Friday at Createasphere started off with a keynote from Butch Lazorchak of the Library of Congress. For a budding archivist like me this was a real treat. He spent the beginning of the session differentiating between DAM’s and LAM’s (Library, Archives, Museums). He explained how each had its own data concerns. However different their concerns may be, there is a need to preserve their assets for the long term; it’s just that proper win/win incentives need to be found. The Library of Congress has five incentives for DAM’s to preserve their assets:
1. Self Interest Paradox – Being selfish can help others accidentally (DAM’s can help LAM’s by creating tools to preserve data and increase metadata accuracy)
2. Happy Data, Happy Users – Let your users control their data
3. Open Infrastructures – Open standards, tools, and formats lower costs and expand the possibilities for data
4. National Collaboration Engine – a DAM Software collaboration of NDSA; light-weight membership where groups can work together (www.digitalpreservation.gov/ndsa)
5. Karmic Wheel – Example: civil war daguerreotypes which were donated and later digitalized became a hit, one of which was used in National Geographic magazine.
Lazorchak also said that obsolescence isn’t happening as much now because vendors are now aware of it.
The “I Want My DAM” session was the next.
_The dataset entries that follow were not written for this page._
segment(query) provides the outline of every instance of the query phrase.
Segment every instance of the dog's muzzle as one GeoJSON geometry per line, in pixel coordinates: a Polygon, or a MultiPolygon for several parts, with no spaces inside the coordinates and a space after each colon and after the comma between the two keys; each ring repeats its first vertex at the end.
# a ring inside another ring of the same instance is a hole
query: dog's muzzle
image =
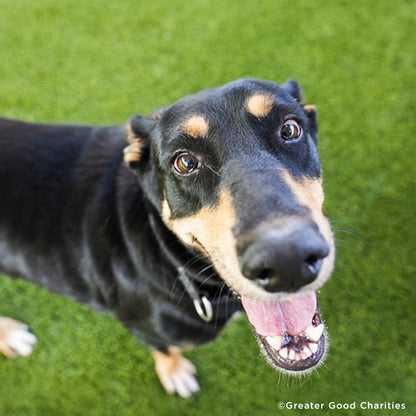
{"type": "Polygon", "coordinates": [[[329,247],[307,221],[260,228],[239,247],[242,274],[267,292],[296,292],[319,275],[329,247]]]}
{"type": "Polygon", "coordinates": [[[241,296],[266,358],[278,369],[302,372],[321,362],[326,331],[316,293],[301,290],[317,279],[329,246],[308,220],[258,227],[238,247],[243,275],[273,300],[241,296]],[[299,293],[297,293],[299,292],[299,293]]]}

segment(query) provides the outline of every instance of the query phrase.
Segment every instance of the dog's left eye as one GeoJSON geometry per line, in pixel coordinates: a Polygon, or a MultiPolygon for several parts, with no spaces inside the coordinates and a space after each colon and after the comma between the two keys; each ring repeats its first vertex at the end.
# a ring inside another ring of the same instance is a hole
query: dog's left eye
{"type": "Polygon", "coordinates": [[[181,175],[186,175],[198,168],[198,159],[188,152],[182,152],[173,161],[173,168],[181,175]]]}
{"type": "Polygon", "coordinates": [[[299,126],[296,120],[286,120],[280,129],[280,137],[285,140],[295,140],[302,134],[302,128],[299,126]]]}

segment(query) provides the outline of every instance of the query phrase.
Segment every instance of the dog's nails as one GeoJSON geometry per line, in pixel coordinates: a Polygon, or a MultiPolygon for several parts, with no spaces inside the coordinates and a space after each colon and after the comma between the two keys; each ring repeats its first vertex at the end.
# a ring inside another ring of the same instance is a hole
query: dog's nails
{"type": "Polygon", "coordinates": [[[178,375],[175,380],[175,390],[180,397],[187,399],[194,393],[197,393],[200,388],[196,378],[190,374],[182,373],[178,375]]]}
{"type": "Polygon", "coordinates": [[[275,335],[273,337],[266,337],[266,341],[275,350],[280,350],[280,348],[282,347],[282,337],[280,335],[275,335]]]}
{"type": "Polygon", "coordinates": [[[319,324],[318,326],[310,325],[305,329],[305,335],[311,340],[311,341],[319,341],[322,334],[324,332],[324,324],[319,324]]]}

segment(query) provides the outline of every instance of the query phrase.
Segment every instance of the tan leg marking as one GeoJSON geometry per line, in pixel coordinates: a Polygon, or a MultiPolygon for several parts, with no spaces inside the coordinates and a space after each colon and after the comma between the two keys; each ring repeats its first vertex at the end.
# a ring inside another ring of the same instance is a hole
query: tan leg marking
{"type": "Polygon", "coordinates": [[[192,396],[200,390],[196,380],[195,366],[185,357],[177,347],[169,347],[168,354],[153,351],[156,373],[163,388],[168,394],[177,393],[183,398],[192,396]]]}
{"type": "Polygon", "coordinates": [[[255,117],[265,117],[273,108],[275,100],[267,94],[254,94],[246,101],[247,111],[255,117]]]}
{"type": "Polygon", "coordinates": [[[209,123],[202,115],[194,115],[186,120],[180,127],[183,134],[193,138],[204,137],[208,134],[209,123]]]}
{"type": "Polygon", "coordinates": [[[30,355],[35,343],[36,337],[29,332],[27,325],[0,317],[0,352],[6,357],[30,355]]]}

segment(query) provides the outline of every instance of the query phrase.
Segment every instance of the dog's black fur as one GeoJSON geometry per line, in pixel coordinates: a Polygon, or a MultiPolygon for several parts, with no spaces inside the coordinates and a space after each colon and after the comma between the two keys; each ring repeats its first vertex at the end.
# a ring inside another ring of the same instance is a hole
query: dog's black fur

It was presented by David Ginsberg and Christy King, who highlighted the reasons why DAM professional need to show their work. You need to account for the money that you save; and not just big saving, little ones as well. Those little savings can really add up over time. For example, in the past you had to print out and mail a copy of a image whereas you can now simply scan and and email the image. The price of postage can add-up quick. The presenters suggested that you introduce your DAM in phases. If, for example, you don’t receive all the money that you wanted for the project you can scale the project back and roll out a DAM in phases to spread out the cost. You could contact your vendor to discuss options with scaling back the project or adding in a extra phase. The presenters did say that vendors tend to low-ball their prices, so to keep that in mind. However, money might not be the only limitation, time could be as well (another reason why phased-projects is the way to go). You also have to be careful not to isolate your data when you break your project into phases. They also stressed the importance of getting people on your side and keeping a paper trail or a diary from people with their thoughts on wanting a DAM system. When you have friends who want a DAM as much as you do, they would be the ones most willing to try your soft launch. This is similar to beta testing and it would be better to work out your bugs on these “friendlies”. They stressed the importance of communicating with people, being up-front in what you are able to produce is always better in the long run.